遺言執行者を予め遺言で指定しておけば、その者が遺言執行者として、相続人らに代わり、遺言の内容を実現するための手続きを行います。
また、仮に遺言で指定していなくても、遺言者が亡くなり遺言の効力が発生した後でも、家庭裁判所に申し立てることによって、遺言執行者の選任をすることができます。

司法書士は、法律上、財産管理業務を行えますので、遺言の執行手続きもお手伝いすることができます。

当然、村田事務所では、そんな遺言執行のお手伝いもさせていただいております。

確実な遺言内容の実現のために、ぜひ村田事務所にお手伝いをさせてください!

5.遺留分

上記4でも出てきましたが、遺留分とは何ぞや?と疑問に思われた方もいらっしゃると思います。

遺留分とは、法律上定められた相続人(法定相続人)の方に最低限の持分を主張する権利のことです。
もう少しわかりやすく説明しますと、本来法定相続人には、法律で定められた相続分があります。
例えば、配偶者であれば、法定相続分は1/2、子であれば子全体で1/2といった具合です。
しかし、この法定相続分も、遺言をすることによって、ゼロにも100にもすることができます。
そうなった場合に、近しい親族としては、場合によっては経済的なダメージを受けてしまいます。
例えば、働くことのできない子で親の経済力に頼っている場合に、親に遺言で遺産をまったく遺してもらえなかったとしたらその子は、一気に生活していく経済力を失ってしまいます。もちろん、日本には、生活保護制度等ある程度のセーフティネットと呼ばれる制度はありますが、そもそも本来法定相続分通り相続できれば、ある程度の生活をしていけたはずにもかかわらず、遺言でその相続分をゼロにされてしまったが故の結果です。
こういうケースは、極論に近いかもしれませんが、端的に言うと、近い親族に遺留分を与えることによって、財産的保護を図るという趣旨の制度です。

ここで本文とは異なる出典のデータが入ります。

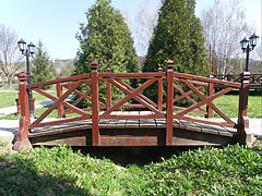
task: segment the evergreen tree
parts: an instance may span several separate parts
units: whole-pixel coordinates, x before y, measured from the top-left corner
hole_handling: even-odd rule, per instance
[[[40,83],[55,78],[56,71],[50,58],[39,40],[36,47],[36,52],[32,58],[31,72],[33,74],[32,82]],[[50,86],[43,86],[43,89],[48,89]]]
[[[110,5],[110,0],[96,0],[86,12],[86,24],[80,25],[76,39],[80,41],[74,75],[90,73],[91,62],[99,63],[98,71],[110,68],[115,73],[138,72],[138,58],[128,25],[119,11]],[[135,81],[131,81],[135,87]],[[104,85],[104,86],[103,86]],[[100,95],[106,95],[105,84],[100,84]],[[84,91],[86,85],[81,86]],[[112,100],[122,93],[112,88]],[[105,99],[105,96],[102,96]]]
[[[166,62],[172,60],[175,72],[210,74],[202,27],[194,15],[194,0],[163,0],[143,72],[157,72],[160,66],[165,71]],[[153,100],[157,97],[156,86],[145,91]]]

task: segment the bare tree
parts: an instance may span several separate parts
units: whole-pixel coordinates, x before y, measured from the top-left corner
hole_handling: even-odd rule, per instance
[[[17,47],[17,34],[0,24],[0,69],[12,87],[14,74],[23,66],[22,54]]]
[[[157,24],[158,8],[153,8],[151,0],[144,0],[134,21],[134,44],[138,53],[144,57],[147,52],[151,37]]]
[[[251,28],[246,22],[245,10],[240,0],[222,3],[215,0],[214,5],[202,12],[201,19],[205,47],[218,58],[217,73],[225,75],[228,71],[228,60],[241,54],[239,41],[245,35],[251,35]]]

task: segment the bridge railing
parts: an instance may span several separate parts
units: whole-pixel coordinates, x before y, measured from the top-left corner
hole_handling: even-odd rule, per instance
[[[236,82],[236,83],[242,82],[241,74],[212,75],[212,77],[218,78],[221,81],[227,81],[227,82]],[[250,84],[250,88],[254,88],[254,89],[262,88],[262,74],[250,74],[249,84]],[[223,86],[219,84],[216,84],[216,87],[223,87]]]
[[[20,96],[21,96],[21,120],[20,120],[20,131],[17,132],[16,146],[25,140],[28,136],[31,130],[50,125],[57,125],[62,123],[92,120],[92,143],[93,146],[99,146],[99,120],[103,119],[166,119],[166,145],[172,145],[172,123],[174,119],[184,120],[196,123],[204,123],[210,125],[219,125],[226,127],[236,127],[240,135],[240,139],[245,140],[245,127],[248,126],[248,93],[249,93],[249,73],[243,73],[241,76],[241,83],[226,82],[217,78],[209,78],[202,76],[195,76],[183,73],[175,73],[172,70],[174,62],[167,62],[167,71],[163,72],[162,69],[155,73],[111,73],[110,69],[107,73],[98,73],[98,63],[92,62],[92,71],[90,74],[78,75],[67,78],[57,78],[55,81],[27,84],[26,75],[22,74],[20,78]],[[132,88],[128,79],[141,79],[143,81],[139,87]],[[99,84],[106,82],[107,96],[106,102],[99,100]],[[82,84],[91,84],[91,88],[86,91],[80,91],[78,88]],[[143,95],[143,91],[151,87],[154,83],[158,84],[158,96],[157,102],[154,102],[148,97]],[[45,90],[41,90],[41,86],[45,85],[57,85],[57,96],[52,96]],[[163,88],[166,84],[166,89]],[[222,84],[226,88],[221,91],[214,93],[214,85]],[[119,100],[112,103],[111,97],[111,86],[115,86],[119,90],[126,94],[124,97],[119,98]],[[188,90],[184,90],[187,86]],[[202,89],[206,89],[204,93]],[[223,112],[213,102],[219,96],[238,88],[239,94],[239,110],[238,110],[238,121],[234,122],[228,118],[225,112]],[[28,95],[27,90],[32,89],[43,96],[53,100],[53,103],[38,117],[34,122],[29,119],[29,107],[28,107]],[[66,89],[66,90],[63,90]],[[175,97],[174,90],[177,90],[181,96]],[[166,97],[164,97],[164,91],[166,91]],[[74,101],[67,101],[66,99],[72,95],[79,95],[78,99]],[[195,99],[194,97],[198,98]],[[79,108],[78,103],[83,99],[91,101],[92,107],[90,108]],[[133,99],[136,103],[132,103],[130,100]],[[191,105],[189,107],[177,106],[176,103],[181,100],[187,99]],[[164,100],[166,100],[164,102]],[[205,107],[205,108],[204,108]],[[66,109],[67,108],[67,109]],[[117,114],[115,111],[120,108],[131,108],[151,111],[150,113],[141,114]],[[53,121],[45,121],[48,114],[50,114],[55,109],[58,109],[58,119]],[[224,122],[215,122],[207,119],[199,119],[192,115],[192,113],[200,113],[206,118],[212,118],[212,113],[216,112]],[[70,113],[75,113],[76,117],[67,117]],[[66,118],[67,117],[67,118]]]

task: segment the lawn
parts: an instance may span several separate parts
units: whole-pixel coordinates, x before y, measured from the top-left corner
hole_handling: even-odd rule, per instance
[[[138,161],[140,162],[140,161]],[[262,144],[199,148],[121,166],[66,145],[12,152],[0,145],[0,195],[262,195]]]

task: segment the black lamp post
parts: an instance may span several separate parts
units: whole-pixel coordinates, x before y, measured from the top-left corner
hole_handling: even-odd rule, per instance
[[[249,71],[249,52],[254,49],[257,46],[259,36],[253,34],[251,37],[249,37],[249,40],[246,39],[246,37],[240,41],[241,49],[243,52],[247,52],[247,59],[246,59],[246,72]]]
[[[19,48],[20,51],[22,51],[22,53],[26,57],[26,70],[27,70],[27,77],[28,77],[28,84],[31,84],[31,71],[29,71],[29,57],[32,57],[35,52],[35,45],[33,45],[32,42],[29,45],[27,45],[26,48],[26,42],[21,39],[19,42]],[[33,96],[32,96],[32,90],[28,89],[28,99],[29,99],[29,115],[31,118],[34,118],[34,106],[33,106]]]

では、遺留分とはどれくらいの割合でしょうか?法定相続分と同じ割合でしょうか?
答えはNOです。

法定相続人となりうる者は、配偶者・子・直系尊属(親・親がいない場合の祖父母)・兄弟姉妹の4パターンですが、このうち、兄弟姉妹に対しては、法律上遺留分は与えられていません。
実際の遺留分割合としては、次のようになります。

①法定相続人が直系尊属のみの場合は、1/3
②それ以外の場合は、1/2

①の場合も②の場合も全体での割合になります。
法定相続人が複数いる場合は、この全体の割合に法定相続分を掛けて(乗じて)遺留分を算出します。
つまり、①の場合に両親のみが法定相続人だったとすると、父1/4・母1/4が遺留分の割合になります。
②の場合は、例えば、配偶者と子2人の場合であれば、配偶者1/4・子はそれぞれ1/8ずつになります。

このように、遺言で法定相続分を修正し、極端な話、特定の相続人の相続割合をゼロにしても、遺留分で保障されている持分がありますので、遺留分は、該当の相続人から請求があった場合は、補てんしなければなりません。この請求を遺留分減殺請求と言います。

ただ、遺留分については、あくまでも遺留分を侵害されている相続人が当然にもらえるものではなく、その相続人が減殺請求しなければ、例え遺言の内容が特定の相続人の遺留分を侵害していたとしても、その遺言の内容通り実現することができます。
また、相続放棄が相続が発生する(死亡する)前はできないのに対して、遺留分は、相続が発生する前でも、家庭裁判所に申し立てることにより放棄することができる点が特徴です。

6.遺言における遺留分の問題点

5では、遺留分について色々ご説明させていただきましたが、ここからは、実務上よく問題になる遺言と遺留分との関係について、ご説明させていただきます。

(1)遺言と成年後見制度
まずは、遺言を遺す際に、相続人の中に成年後見制度を利用している方(成年被後見人)がいる場合です。この場合で、例えば遺言者の財産の多くを所有する不動産(賃貸物件)が占めるような場合に、管理の問題から成年後見制度を利用している方を外してそれ以外の方に承継させると遺言を遺したとしても、そのせいで遺留分を侵害した場合、法律上の代理人(法定代理人)である成年後見人は、成年被後見人に不利益となる行為はできませんし、逆に利益となる行為はしなければなりませんので、遺留分の減殺請求も成年被後見人に利益となる行為ですので、しなければなりません。原則、そこに遺言者の遺志や意図・財産状況や家族構成は、関係ありません。
このため、相続人の中に成年後見制度を利用している者や、遺言をする時点で成年後見制度の利用を考えている方がいる場合は、遺留分に特に注意しなければなりません。

(2)遺留分減殺請求の順序の指定
上記(1)のように遺留分が問題になったり、なりそうな時であっても、ある程度遺言者の遺志に近い形を実現する方法もあります。
それが、遺留分減殺請求の順序の指定です。
遺留分を侵害された者が、遺留分減殺請求をかける財産の順序を指定することが法律上遺言でできます。そのため不動産の管理の問題がある場合などは、例えば、現金や預貯金などから先に減殺請求をすることと減殺請求の順序を遺言で指定することも可能です。